First, we visited Bonaventure Cemetary, which is out on the Savannah River. We actually passed it on the river when we were out in Nonchalance. There were lots of old graves with markers dating from the 1830 and 1840s when the downtown colonial cemetary filled up and "new arrivals" had to come here. Some of the memorial stones carried very poinient sentiments and some sones were carved beautifully and artfully.
There also was a veteran's section with many WWI, WW2, and some Korea and Vietnam era veterans. I found this little sign to be a bit out of charactor with the feeling, but I guess there's always room for a little marketing message.Savannah's downtown riverfront area is very old and quite interesting, the only problem being that this is high tourist season and there's a constant traffic jam and no parking available. Of course, cotton was king in the early days, like 1800 to 1860. This is the Cotton Exchange where cotton bales were bought and sold before being loaded onto sailing ships bound for Europe and the northern states.
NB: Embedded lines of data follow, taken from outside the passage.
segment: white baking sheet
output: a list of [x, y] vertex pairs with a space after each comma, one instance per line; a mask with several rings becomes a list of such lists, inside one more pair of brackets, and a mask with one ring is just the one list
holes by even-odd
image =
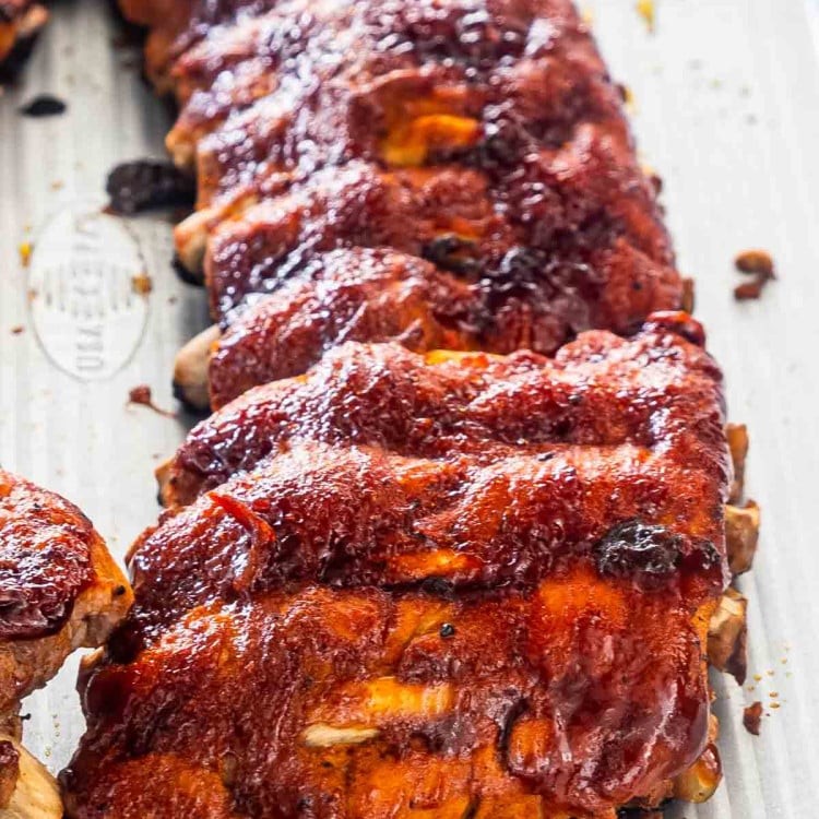
[[[763, 509], [756, 570], [740, 582], [751, 601], [750, 673], [761, 679], [747, 684], [753, 691], [717, 681], [726, 781], [709, 805], [670, 814], [809, 817], [819, 792], [819, 10], [814, 0], [655, 4], [653, 35], [633, 0], [584, 8], [614, 75], [632, 90], [642, 156], [665, 179], [680, 266], [697, 278], [697, 314], [727, 373], [731, 416], [751, 428], [748, 489]], [[127, 407], [128, 392], [147, 383], [157, 404], [174, 406], [170, 364], [205, 323], [204, 295], [171, 273], [169, 224], [151, 217], [128, 225], [131, 239], [105, 239], [107, 250], [64, 249], [81, 271], [76, 304], [55, 294], [49, 313], [28, 296], [33, 283], [48, 289], [59, 266], [62, 248], [48, 234], [37, 250], [49, 219], [62, 213], [76, 227], [70, 214], [103, 197], [112, 165], [163, 155], [167, 112], [115, 38], [102, 0], [60, 3], [20, 86], [0, 96], [0, 463], [76, 501], [122, 556], [155, 519], [153, 468], [189, 420]], [[22, 118], [17, 107], [40, 92], [67, 99], [69, 111]], [[25, 269], [19, 247], [28, 241]], [[750, 247], [774, 254], [780, 280], [760, 301], [737, 305], [732, 259]], [[144, 301], [83, 295], [83, 282], [106, 272], [127, 281], [143, 263], [154, 283]], [[108, 333], [103, 371], [67, 354], [76, 339], [59, 328], [71, 325], [71, 310], [97, 316]], [[54, 770], [82, 732], [74, 675], [75, 661], [26, 703], [27, 743]], [[743, 707], [769, 705], [773, 692], [781, 708], [767, 708], [761, 736], [749, 736]]]

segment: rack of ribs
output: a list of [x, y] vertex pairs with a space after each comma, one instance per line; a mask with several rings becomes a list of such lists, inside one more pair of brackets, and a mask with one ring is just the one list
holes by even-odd
[[549, 359], [348, 343], [197, 427], [63, 773], [91, 817], [702, 800], [729, 578], [699, 325]]
[[153, 25], [168, 147], [199, 179], [176, 240], [217, 328], [177, 367], [193, 403], [209, 368], [218, 406], [342, 341], [549, 355], [681, 306], [620, 91], [567, 0], [124, 9]]
[[20, 745], [20, 701], [79, 648], [97, 648], [132, 602], [83, 513], [0, 470], [0, 814], [59, 819], [56, 783]]
[[198, 175], [177, 377], [215, 412], [82, 675], [68, 815], [705, 800], [747, 441], [572, 5], [122, 4]]

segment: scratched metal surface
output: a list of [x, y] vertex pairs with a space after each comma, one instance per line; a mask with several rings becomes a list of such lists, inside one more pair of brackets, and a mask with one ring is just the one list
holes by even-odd
[[[753, 691], [716, 681], [725, 783], [708, 805], [669, 815], [811, 816], [819, 5], [656, 0], [653, 34], [631, 0], [584, 5], [614, 75], [632, 91], [644, 161], [665, 180], [680, 265], [697, 280], [697, 314], [727, 373], [731, 415], [751, 427], [748, 489], [764, 515], [756, 569], [740, 582], [751, 601], [750, 672], [761, 679], [749, 681]], [[121, 557], [154, 520], [153, 468], [186, 428], [185, 418], [126, 406], [128, 391], [147, 383], [157, 404], [173, 407], [170, 363], [203, 325], [204, 299], [170, 272], [166, 221], [87, 222], [115, 163], [162, 155], [167, 115], [140, 82], [132, 52], [114, 46], [103, 2], [62, 3], [55, 17], [20, 86], [0, 96], [0, 462], [80, 503]], [[44, 91], [68, 99], [68, 114], [20, 117], [20, 104]], [[28, 241], [26, 269], [19, 247]], [[760, 301], [737, 305], [732, 258], [758, 246], [774, 254], [780, 281]], [[68, 274], [61, 259], [71, 261]], [[142, 269], [154, 284], [147, 297], [128, 288]], [[54, 770], [82, 731], [75, 668], [69, 663], [26, 703], [27, 743]], [[741, 727], [743, 707], [755, 699], [769, 714], [758, 738]], [[774, 699], [781, 708], [770, 708]]]

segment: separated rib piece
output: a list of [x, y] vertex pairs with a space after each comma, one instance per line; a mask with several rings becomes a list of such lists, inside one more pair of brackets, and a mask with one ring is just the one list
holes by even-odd
[[48, 774], [20, 746], [20, 701], [79, 648], [99, 645], [131, 590], [83, 513], [0, 470], [0, 809], [59, 817]]

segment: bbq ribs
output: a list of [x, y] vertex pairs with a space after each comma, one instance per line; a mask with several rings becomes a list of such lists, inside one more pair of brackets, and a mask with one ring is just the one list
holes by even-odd
[[[567, 0], [123, 0], [212, 403], [81, 680], [78, 819], [614, 819], [720, 781], [719, 368]], [[747, 511], [747, 514], [746, 514]], [[739, 546], [737, 546], [739, 544]]]
[[34, 0], [0, 0], [0, 69], [13, 61], [47, 20], [45, 7]]
[[[198, 175], [176, 238], [224, 332], [214, 405], [343, 341], [551, 354], [681, 306], [620, 92], [567, 0], [123, 5], [153, 26], [168, 146]], [[202, 403], [195, 349], [177, 381]]]
[[87, 518], [0, 470], [0, 812], [62, 816], [50, 776], [20, 747], [20, 701], [75, 649], [103, 643], [131, 602]]
[[614, 817], [719, 782], [721, 376], [348, 344], [203, 422], [83, 682], [74, 817]]

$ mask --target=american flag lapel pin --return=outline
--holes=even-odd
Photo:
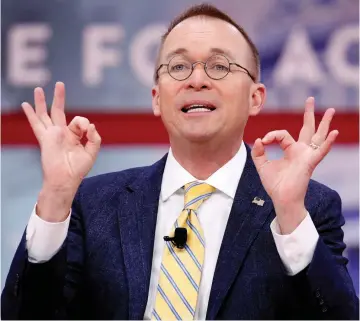
[[[254,203],[258,206],[264,206],[265,201],[262,200],[260,197],[256,196],[256,197],[254,197],[252,203]]]

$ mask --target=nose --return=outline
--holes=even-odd
[[[204,67],[205,64],[203,62],[199,61],[194,63],[194,70],[186,82],[186,87],[188,89],[210,89],[211,81],[206,74]]]

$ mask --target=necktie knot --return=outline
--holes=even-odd
[[[198,181],[188,183],[184,186],[185,189],[185,210],[196,211],[200,205],[206,201],[212,193],[215,192],[215,187],[201,183]]]

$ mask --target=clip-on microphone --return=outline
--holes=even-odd
[[[174,237],[164,236],[164,241],[171,242],[175,245],[178,249],[185,248],[186,241],[187,241],[187,230],[185,227],[177,227],[175,229]]]

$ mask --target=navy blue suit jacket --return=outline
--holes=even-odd
[[[249,155],[249,149],[248,149]],[[3,319],[142,319],[166,156],[85,179],[61,250],[28,262],[25,233],[2,293]],[[252,203],[254,197],[264,206]],[[311,181],[306,208],[320,234],[309,266],[288,276],[270,223],[273,204],[248,156],[216,265],[207,319],[357,319],[342,256],[341,200]]]

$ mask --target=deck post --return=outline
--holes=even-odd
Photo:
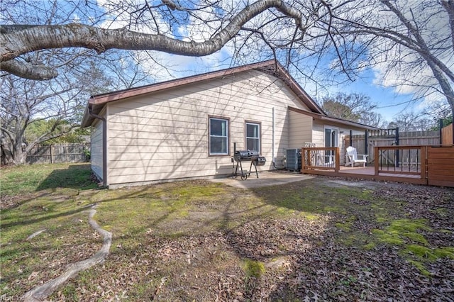
[[[353,143],[353,130],[350,130],[350,142],[348,142],[350,147],[352,146],[352,144]]]
[[[399,127],[396,127],[396,145],[399,145]],[[396,150],[396,167],[399,168],[399,150]]]
[[[421,179],[426,181],[426,184],[428,184],[428,179],[426,172],[427,171],[427,152],[428,146],[421,146]]]
[[[368,135],[369,135],[369,130],[366,130],[365,134],[364,135],[364,154],[367,154],[367,155],[369,154],[369,150],[367,150],[367,145],[369,144]]]
[[[378,150],[378,146],[374,147],[374,154],[375,155],[375,158],[374,158],[374,175],[378,176],[378,167],[379,162],[380,160],[380,151]]]
[[[443,118],[440,118],[438,120],[438,127],[440,128],[440,145],[443,145]]]
[[[334,172],[336,173],[339,173],[339,160],[340,159],[340,155],[339,154],[338,147],[334,150],[334,157],[336,157],[336,166],[334,167]]]

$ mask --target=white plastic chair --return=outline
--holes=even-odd
[[[353,147],[348,147],[347,148],[347,153],[345,154],[345,166],[351,165],[355,167],[355,164],[362,164],[362,167],[366,167],[367,162],[367,154],[358,154],[356,149]],[[359,159],[358,157],[362,157]]]

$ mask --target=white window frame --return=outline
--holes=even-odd
[[[226,135],[211,135],[211,121],[221,121],[223,122],[226,122]],[[209,156],[218,156],[218,155],[230,155],[230,147],[229,147],[229,122],[230,120],[226,118],[220,118],[215,116],[209,116],[209,122],[208,122],[208,149],[209,149]],[[226,152],[211,152],[211,138],[225,138],[226,139]]]
[[[248,137],[248,125],[256,125],[258,126],[258,138],[255,138],[255,137]],[[261,146],[262,146],[262,124],[260,123],[257,123],[257,122],[250,122],[250,121],[246,121],[245,123],[245,128],[244,128],[244,135],[245,135],[245,145],[246,145],[246,148],[248,147],[248,140],[258,140],[258,153],[261,154],[262,150],[261,149]]]

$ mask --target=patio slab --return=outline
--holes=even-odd
[[[258,177],[259,178],[258,179],[255,173],[251,173],[246,180],[241,180],[241,177],[238,176],[236,178],[218,178],[211,179],[211,181],[213,182],[221,182],[236,188],[250,189],[276,186],[314,178],[313,175],[287,172],[259,172]]]

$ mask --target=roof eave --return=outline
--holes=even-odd
[[[367,130],[379,129],[377,127],[374,127],[374,126],[371,126],[371,125],[364,125],[364,124],[362,124],[360,123],[356,123],[356,122],[353,122],[353,121],[347,121],[347,120],[344,120],[343,118],[335,118],[333,116],[326,116],[326,114],[320,114],[320,113],[314,113],[314,112],[309,112],[309,111],[306,111],[301,110],[301,109],[299,109],[297,108],[294,108],[294,107],[291,107],[291,106],[289,106],[289,109],[290,109],[291,111],[294,111],[294,112],[297,112],[297,113],[299,113],[305,114],[306,116],[312,116],[313,118],[316,118],[318,120],[321,120],[321,121],[329,121],[329,122],[331,122],[331,123],[340,123],[340,124],[343,124],[343,125],[349,125],[349,126],[353,126],[353,127],[362,128],[362,129],[367,129]]]

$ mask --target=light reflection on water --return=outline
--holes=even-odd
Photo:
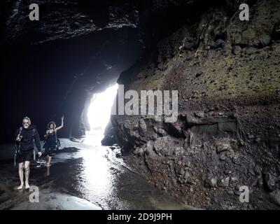
[[[103,136],[88,134],[83,142],[85,148],[80,151],[83,158],[78,190],[89,201],[98,203],[103,209],[117,207],[126,209],[128,204],[120,200],[115,195],[117,179],[113,164],[110,162],[112,152],[108,148],[102,146],[100,141]]]

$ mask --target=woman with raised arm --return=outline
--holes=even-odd
[[[62,118],[62,124],[59,127],[56,127],[54,121],[51,121],[48,124],[48,130],[44,135],[46,139],[44,146],[45,153],[44,155],[47,155],[47,167],[50,166],[50,161],[52,160],[52,155],[53,150],[57,148],[57,132],[59,130],[63,127],[63,121],[64,118]]]

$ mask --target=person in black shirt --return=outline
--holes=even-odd
[[[34,142],[38,149],[39,156],[41,152],[40,137],[35,126],[31,124],[31,120],[25,117],[22,120],[22,127],[16,132],[15,141],[18,145],[19,152],[18,156],[18,174],[20,179],[20,186],[18,189],[21,190],[24,186],[23,169],[25,174],[25,189],[29,188],[30,161],[33,158]]]
[[[46,140],[46,144],[44,145],[45,152],[44,155],[47,155],[47,167],[50,166],[50,161],[52,160],[53,150],[57,148],[57,132],[59,130],[62,129],[64,125],[64,119],[62,118],[62,124],[59,127],[56,127],[55,122],[51,121],[48,124],[48,130],[46,132],[44,135]]]

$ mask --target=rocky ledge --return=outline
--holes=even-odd
[[[126,162],[184,203],[279,209],[280,6],[275,4],[256,1],[245,23],[238,8],[205,12],[118,80],[139,92],[178,91],[176,122],[150,115],[111,120]],[[241,186],[248,187],[249,203],[239,201]]]

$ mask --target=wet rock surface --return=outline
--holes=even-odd
[[[13,161],[1,160],[0,209],[194,209],[149,184],[116,158],[117,146],[62,139],[62,146],[66,148],[55,152],[50,167],[31,164],[29,183],[38,187],[38,203],[29,202],[31,192],[16,189],[19,179]]]
[[[257,1],[244,28],[232,6],[202,13],[119,78],[127,90],[178,90],[176,122],[124,115],[112,124],[125,161],[183,202],[279,209],[280,7]],[[249,203],[239,199],[244,186]]]

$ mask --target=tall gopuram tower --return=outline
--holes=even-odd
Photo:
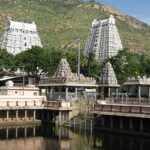
[[[115,24],[115,18],[110,15],[108,19],[96,20],[92,22],[84,52],[94,52],[102,63],[122,49],[122,43]]]
[[[12,21],[8,17],[5,33],[0,39],[0,47],[15,55],[32,46],[42,47],[35,22]]]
This is the charthouse, now a restaurant on the riverfront. The cobblestone streets here and some of the buildings were made from the ballast stones carried here in sailing ships that needed extra weight to sail here empty to pick up cotton.
All along the riverfront, there's a nice mixture of tourist shops, restaurants and downtown businesses.
All along the riverfront, there's a nice mixture of tourist shops, restaurants and downtown businesses.
Some of the really big ships sail right past downtown on their way to the Class A seaport. Larry thought this might be a natural gas transport ship.
After lunch, we visited the Central Market which was a few blocks of street with pedestrian traffic only, lined with mostly art shops and art studios, mixed in with a few fudge shops and t-Shrit shops plus the horse drawn carriage tours. The horses were very tolerant of tourist's kids patting them on the forehead. I liked the shop that had many carved wood birds, including this American Bittern, doing it's bitern thing, looking like a vertical stand of reeds.
In the afternoon, we visited the downtown colonial cemetary (the one that filled up about 1840). It had the graves of some famous colonial and revolutionary Americans like Button Gwinnett, signer of the Declaration of Independence, Archibald Bulloch a staunch revolutionary supporter and member of the 1775 Continental Congress where he won John Adam's praise. He was also Teddy Roosevelt's great, great, grandfather.
This is the grave of 3 Habersham brothers that all served as officers in the Revolutionary War - Joseph, John and James. John Habersham was also a member of the Continental Congress, Collector of the Port of Savannah and firts trustee of the University of Georgia.
This evening, we dropped off Julie and Larry at the airport for their return to Houston. They rented their car for a week and were here 6 days so they gave us the car for the 7th day, which really comes in handy. It was nice to have them as fun guests on the boat with us.